Young Britons are traditionalists at heart who are keen to explore their country’s heritage according to findings from a new children’s tourism report.

Hotel chain, Travelodge polled 2,500 youngsters to attain their views on which British attractions they rate as the most iconic landmarks, and found that young Britons predominately chose historical sites above modern attractions with the 153-year old, world’s largest four-faced clock, Big Ben topping the poll.

Second place was awarded to the 5,000 year old stone monument ‘Stonehenge’ and

The Tower of London, home to the crown jewels which was built nearly a millennium ago, took third place in the top ten listing. 

Buckingham Palace reached fourth place while fifth place was awarded to Europe’s largest ferris wheel, The London Eye – marking the only modern day attraction to make the poll.

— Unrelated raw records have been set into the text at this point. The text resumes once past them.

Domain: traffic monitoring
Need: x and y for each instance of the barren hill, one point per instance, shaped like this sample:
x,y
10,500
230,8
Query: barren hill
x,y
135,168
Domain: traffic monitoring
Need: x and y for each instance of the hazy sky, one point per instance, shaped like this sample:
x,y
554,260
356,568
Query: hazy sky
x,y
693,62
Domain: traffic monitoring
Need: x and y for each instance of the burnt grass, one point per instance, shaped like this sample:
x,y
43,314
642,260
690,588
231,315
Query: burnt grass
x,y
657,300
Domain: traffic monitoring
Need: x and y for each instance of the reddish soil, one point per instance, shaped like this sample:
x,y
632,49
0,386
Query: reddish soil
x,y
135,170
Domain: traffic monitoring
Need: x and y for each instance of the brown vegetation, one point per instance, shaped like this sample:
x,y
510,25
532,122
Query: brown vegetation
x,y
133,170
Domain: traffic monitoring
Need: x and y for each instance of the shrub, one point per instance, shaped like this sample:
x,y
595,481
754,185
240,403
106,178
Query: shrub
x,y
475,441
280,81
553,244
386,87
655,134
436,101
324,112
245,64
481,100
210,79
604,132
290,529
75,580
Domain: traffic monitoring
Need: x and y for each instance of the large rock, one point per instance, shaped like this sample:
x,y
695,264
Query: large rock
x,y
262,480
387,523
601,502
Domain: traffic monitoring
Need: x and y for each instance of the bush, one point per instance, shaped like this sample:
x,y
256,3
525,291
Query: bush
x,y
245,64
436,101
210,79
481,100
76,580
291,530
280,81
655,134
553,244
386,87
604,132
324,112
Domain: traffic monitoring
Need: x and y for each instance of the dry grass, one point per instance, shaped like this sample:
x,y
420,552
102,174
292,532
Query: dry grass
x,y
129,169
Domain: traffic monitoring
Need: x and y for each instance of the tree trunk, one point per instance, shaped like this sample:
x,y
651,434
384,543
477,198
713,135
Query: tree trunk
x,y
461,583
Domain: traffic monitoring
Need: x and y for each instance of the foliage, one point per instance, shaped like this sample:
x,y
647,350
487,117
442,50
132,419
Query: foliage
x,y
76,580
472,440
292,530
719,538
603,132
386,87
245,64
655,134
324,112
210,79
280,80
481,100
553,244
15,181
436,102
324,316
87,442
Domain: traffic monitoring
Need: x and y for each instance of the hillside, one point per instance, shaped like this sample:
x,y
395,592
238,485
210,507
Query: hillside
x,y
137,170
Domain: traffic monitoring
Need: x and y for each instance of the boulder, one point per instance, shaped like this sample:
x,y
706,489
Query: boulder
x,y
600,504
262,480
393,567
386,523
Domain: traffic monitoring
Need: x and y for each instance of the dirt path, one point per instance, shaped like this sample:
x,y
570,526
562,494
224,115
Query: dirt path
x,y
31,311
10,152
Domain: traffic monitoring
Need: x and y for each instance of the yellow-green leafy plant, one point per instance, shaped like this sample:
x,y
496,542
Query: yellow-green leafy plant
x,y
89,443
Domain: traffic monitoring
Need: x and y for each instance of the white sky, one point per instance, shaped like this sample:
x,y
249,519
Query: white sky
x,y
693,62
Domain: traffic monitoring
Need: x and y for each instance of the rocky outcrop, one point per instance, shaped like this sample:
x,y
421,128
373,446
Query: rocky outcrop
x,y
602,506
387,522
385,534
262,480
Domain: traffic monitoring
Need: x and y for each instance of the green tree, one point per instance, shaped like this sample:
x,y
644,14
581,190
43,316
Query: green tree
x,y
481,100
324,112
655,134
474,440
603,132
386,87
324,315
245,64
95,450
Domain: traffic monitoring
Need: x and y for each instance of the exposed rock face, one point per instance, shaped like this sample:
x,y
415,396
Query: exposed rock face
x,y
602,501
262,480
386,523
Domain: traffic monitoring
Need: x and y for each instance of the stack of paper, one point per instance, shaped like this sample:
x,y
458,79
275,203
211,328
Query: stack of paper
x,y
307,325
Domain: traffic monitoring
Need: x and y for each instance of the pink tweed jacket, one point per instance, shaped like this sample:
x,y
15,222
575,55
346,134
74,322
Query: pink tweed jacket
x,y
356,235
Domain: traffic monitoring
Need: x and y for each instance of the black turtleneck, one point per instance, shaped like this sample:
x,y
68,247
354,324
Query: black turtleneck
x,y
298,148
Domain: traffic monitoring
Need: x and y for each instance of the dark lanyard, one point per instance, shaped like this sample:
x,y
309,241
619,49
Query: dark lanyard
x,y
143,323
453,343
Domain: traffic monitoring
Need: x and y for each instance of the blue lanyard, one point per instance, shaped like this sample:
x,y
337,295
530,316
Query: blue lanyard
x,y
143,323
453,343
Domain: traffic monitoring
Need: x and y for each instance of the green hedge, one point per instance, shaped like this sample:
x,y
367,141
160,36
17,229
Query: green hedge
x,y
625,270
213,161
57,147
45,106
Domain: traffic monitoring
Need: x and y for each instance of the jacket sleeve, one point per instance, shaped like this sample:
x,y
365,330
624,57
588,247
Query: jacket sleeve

The remainder of the listing was largely made up of landmarks built in the 1800s or before.

 Further research findings revealed that following a patriotic summer including the Queen’s Diamond Jubilee celebrations and a summer of sport, a third of British youngsters said they believe it is important for them to explore their homeland.   

In response to this growing interest, more than a third of British kids have asked their parents if they can visit a museum or an art gallery during the half-term break, in comparison to one in five kids who requested a trip to a theme park.

Shakila Ahmed, a Travelodge spokeswoman, said: “It’s fantastic news that young Britons are keen to preserve our heritage as nearly all of the attractions to make the children’s top ten list of iconic British landmarks have historical significance. This summer of patriotic fervour has certainly created an appetite for young Britons to discover what makes Great Britain so great."